Al-munqidh Min Al-dalal Pdf English Info
He wandered through Damascus, Jerusalem, and finally the mosque of Alexandria. He would pray the five prayers, then stand motionless for hours, watching dust motes in a column of light. At night, he heard the sea. He recalled a saying of the Prophet: "Whoever knows himself, knows his Lord." But he did not even know his own breath. Was the doubt a test from God or a trick from Iblis?
For six months, he lived suspended. He stopped teaching. He told the Grand Vizier, Nizam al-Mulk's successor, a lie: "I have a throat illness." In truth, his soul had a more profound illness. He gave away his silk robes, took two coarse wool garments, and left.

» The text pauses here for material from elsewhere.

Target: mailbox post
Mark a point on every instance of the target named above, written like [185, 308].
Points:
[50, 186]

In the city of Tus, under a dawn the color of bruised plums, Abu Hamid al-Ghazali closed the door of the Nizamiyya Madrasa. Behind him, four hundred students waited—scribes, future judges, theologians sharp as blades. Before him: a single road leading to the desert. Al-munqidh Min Al-dalal Pdf English
"What polisher?"
And then, for the first time in two years, Al-Ghazali laughed—a clean, childlike laugh—because he had finally stopped trying to prove the existence of water, and simply drank. He wandered through Damascus, Jerusalem, and finally the
"The heart. When it is rusted, even sunlight looks like darkness. Stop asking what is true. Ask how to polish."
He devoured everything. The dialectical theologians (Mutakallimun) were clever lawyers of God's justice, but they built on premises he now suspected were sand. The philosophers claimed certainty through logic, yet their Neoplatonic emanations and denial of bodily resurrection felt like a beautiful castle with a rotting foundation. The Isma'ilis (Batinites) offered an infallible Imam, but blind obedience to a man in a fortress seemed a surrender, not a solution. He recalled a saying of the Prophet: "Whoever
"The deliverance is not a book. It is a moment when you realize that the map is not the road, and the road is not the destination. The destination is a Friend who was always closer to you than your own jugular vein—but you were shouting over the silence."
He returned to Sufism not as a doctrine, but as a direct taste ( dhawq ). He did not abandon reason; he placed it in its proper role—a servant, not a master. Reason could prove the possibility of prophecy, but only the "light" that God casts into the heart could verify it, just as only fire, not arguments about fire, can burn.